Już tylko trochę ponad miesiąc został do końca ustawowego terminu na złożenie zawiadomienia do Prezesa URE o przeprowadzeniu obowiązkowego audytu energetycznego w dużych przedsiębiorstwach.
Jak donosi money.pl, do końca lipca z tego obowiązku wywiązało się tylko ok. 6% firm. Te dane niepokoją. Brak takiego zgłoszenia może skutkować dużymi karami, a to z kolei może wpłynąć na kondycje finansową przedsiębiorstw.
Osobną sprawą jest jakość już przeprowadzonych audytów. Jak już pisaliśmy wcześniej, z naszych obserwacji rynku wynikało, że wiele firm decyduje się na najtańsze audyty oparte na bardzo płytkich analizach stanu gospodarki energetycznej w przedsiębiorstwach i zamawiane w firmach nastawionych na jak największą liczbę klientów.
Po lekturze wniosków i zaleceń z pierwszych gotowych audytów niestety potwierdziły się obawy, że nie będą one pomocne przy poprawianiu efektywności energetycznej przedsiębiorstw.

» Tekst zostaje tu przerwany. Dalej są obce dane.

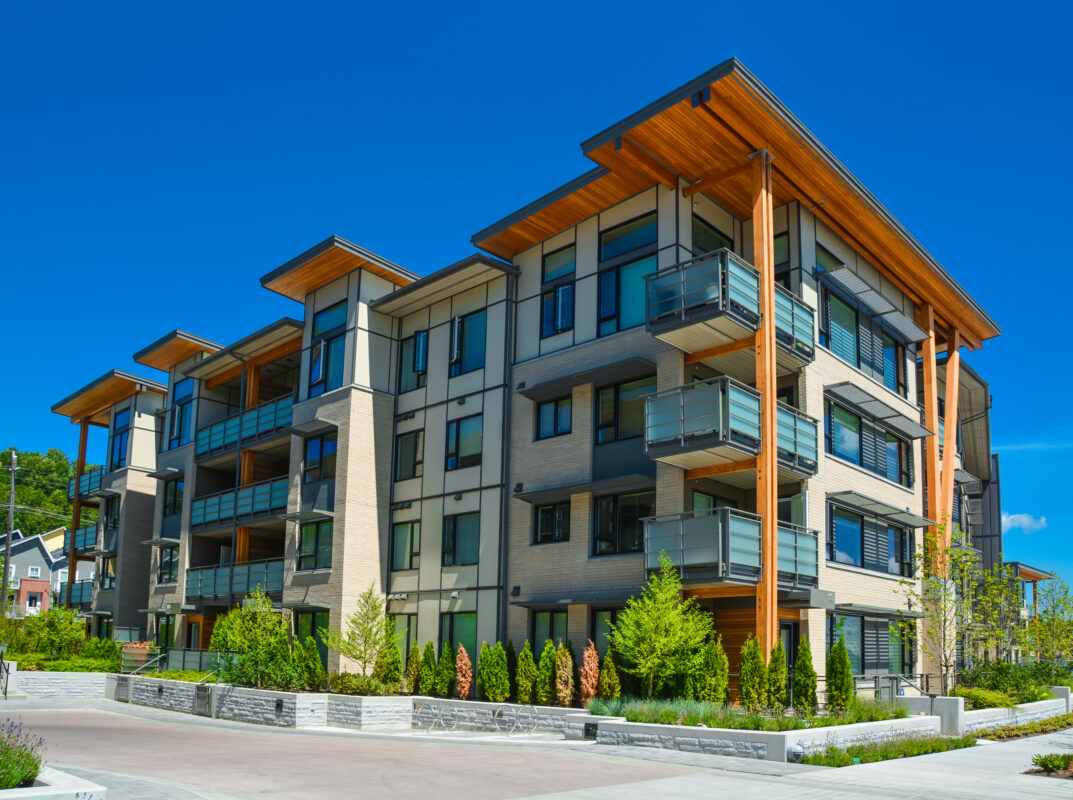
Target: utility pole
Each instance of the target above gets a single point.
(11, 532)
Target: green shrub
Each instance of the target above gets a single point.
(713, 672)
(805, 678)
(526, 676)
(752, 680)
(545, 676)
(840, 689)
(984, 698)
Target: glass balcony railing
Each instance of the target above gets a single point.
(247, 501)
(720, 411)
(797, 436)
(90, 482)
(714, 283)
(251, 424)
(238, 579)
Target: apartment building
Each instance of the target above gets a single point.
(716, 346)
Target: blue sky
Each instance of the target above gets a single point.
(150, 148)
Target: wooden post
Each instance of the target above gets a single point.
(767, 468)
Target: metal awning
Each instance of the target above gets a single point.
(879, 305)
(610, 486)
(869, 405)
(871, 507)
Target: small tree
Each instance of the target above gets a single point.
(445, 671)
(752, 681)
(590, 672)
(607, 685)
(804, 678)
(427, 673)
(368, 627)
(464, 670)
(658, 633)
(526, 677)
(563, 677)
(840, 690)
(545, 676)
(713, 672)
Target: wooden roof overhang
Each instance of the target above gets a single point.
(469, 272)
(704, 132)
(174, 347)
(94, 400)
(322, 264)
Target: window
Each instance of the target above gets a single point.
(178, 426)
(707, 237)
(409, 455)
(413, 361)
(326, 350)
(173, 498)
(120, 432)
(553, 523)
(310, 623)
(314, 546)
(847, 537)
(620, 410)
(618, 526)
(459, 628)
(465, 442)
(553, 418)
(548, 625)
(557, 297)
(467, 343)
(461, 539)
(167, 571)
(406, 546)
(321, 457)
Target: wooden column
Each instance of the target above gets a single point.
(950, 434)
(767, 468)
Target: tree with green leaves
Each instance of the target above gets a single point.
(658, 632)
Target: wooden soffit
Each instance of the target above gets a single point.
(94, 400)
(322, 264)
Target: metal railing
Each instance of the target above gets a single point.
(724, 539)
(797, 436)
(238, 579)
(250, 424)
(718, 411)
(246, 501)
(714, 283)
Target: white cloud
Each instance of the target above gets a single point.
(1026, 522)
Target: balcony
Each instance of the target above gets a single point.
(248, 501)
(217, 581)
(252, 424)
(704, 424)
(797, 441)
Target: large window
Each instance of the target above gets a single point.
(406, 545)
(618, 526)
(314, 546)
(326, 352)
(547, 625)
(410, 455)
(468, 342)
(413, 361)
(120, 433)
(167, 569)
(461, 539)
(553, 523)
(173, 498)
(553, 417)
(465, 442)
(178, 426)
(557, 295)
(620, 410)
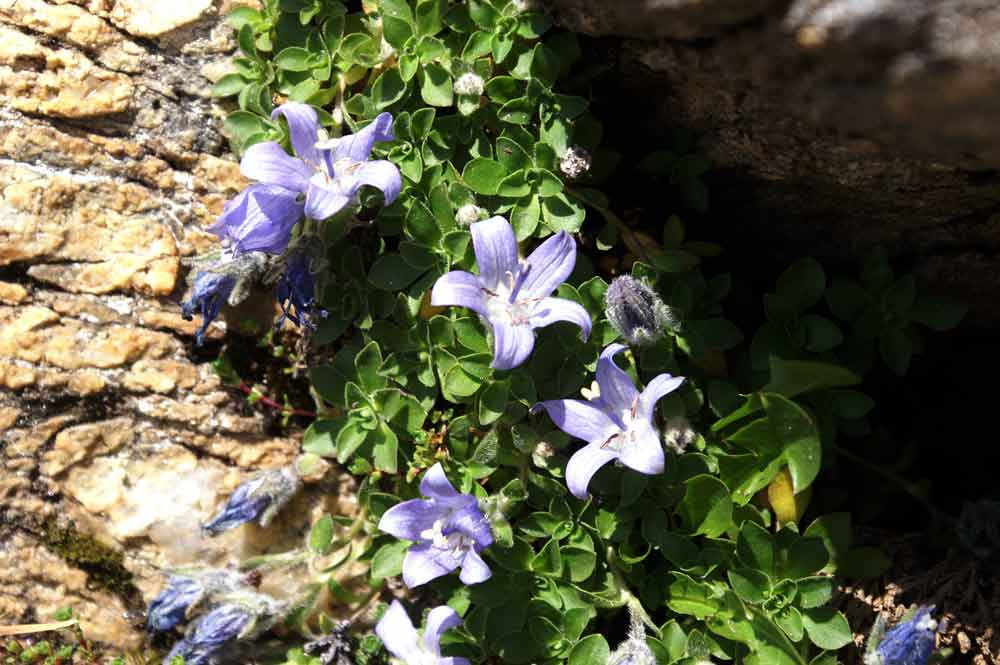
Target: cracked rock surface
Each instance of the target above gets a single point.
(112, 427)
(835, 125)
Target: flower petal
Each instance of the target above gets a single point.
(474, 569)
(550, 310)
(511, 345)
(551, 263)
(496, 250)
(439, 620)
(424, 562)
(382, 175)
(659, 387)
(583, 465)
(617, 390)
(270, 164)
(436, 485)
(580, 419)
(643, 452)
(303, 128)
(358, 146)
(407, 520)
(322, 203)
(398, 634)
(461, 289)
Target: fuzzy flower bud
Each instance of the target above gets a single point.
(469, 84)
(575, 162)
(258, 499)
(470, 213)
(637, 313)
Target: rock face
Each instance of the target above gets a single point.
(836, 124)
(115, 440)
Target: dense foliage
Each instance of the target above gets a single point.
(683, 538)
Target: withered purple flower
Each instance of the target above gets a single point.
(513, 295)
(402, 640)
(616, 422)
(448, 529)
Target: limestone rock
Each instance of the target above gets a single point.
(114, 430)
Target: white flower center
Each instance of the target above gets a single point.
(455, 541)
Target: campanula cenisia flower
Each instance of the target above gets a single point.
(220, 626)
(511, 294)
(323, 177)
(296, 291)
(616, 422)
(636, 312)
(258, 499)
(402, 640)
(909, 643)
(448, 528)
(186, 589)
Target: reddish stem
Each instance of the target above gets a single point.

Wydaje się wręcz, że audytorzy korzystają czasami ze sztampowych formatek, tabelek i wykresów. Do klientów trafiają raporty z niepełnymi, a czasami nawet nieprawidłowymi danymi. Do tego dochodzą nieścisłości w redakcji końcowego raportu – błędna lub brak numeracji poszczególnych tabel i wykresów, powoływanie się na brakujące w raporcie dane, brak odpowiednich wyliczeń itp.
Wydaje się, że za taki stan rzeczy w dużej mierze odpowiada liczba audytów przeprowadzonych w bardzo krótkim terminie. Żeby się wywiązać z zobowiązań, audytorzy muszą generować kolejne raporty w niedługim czasie, co niestety często powoduje „przemycenie” w końcowym dokumencie błędów.
Nie można oczywiście generalizować. Niemniej, menedżerowie firm nie powinni się zadowolić samym faktem posiadania raportu z audytu energetycznego w swoim przedsiębiorstwie. Przede wszystkim trzeba go dokładnie przeanalizować, a w razie nieścisłości czy niejasności wymagać dodatkowych wyjaśnień od audytora. Stawka jest bowiem wysoka, ponieważ wspomniane na początku kary dotyczą nie tylko braku zgłoszenia audytu, ale także audytów zakwestionowanych przez Prezesa URE.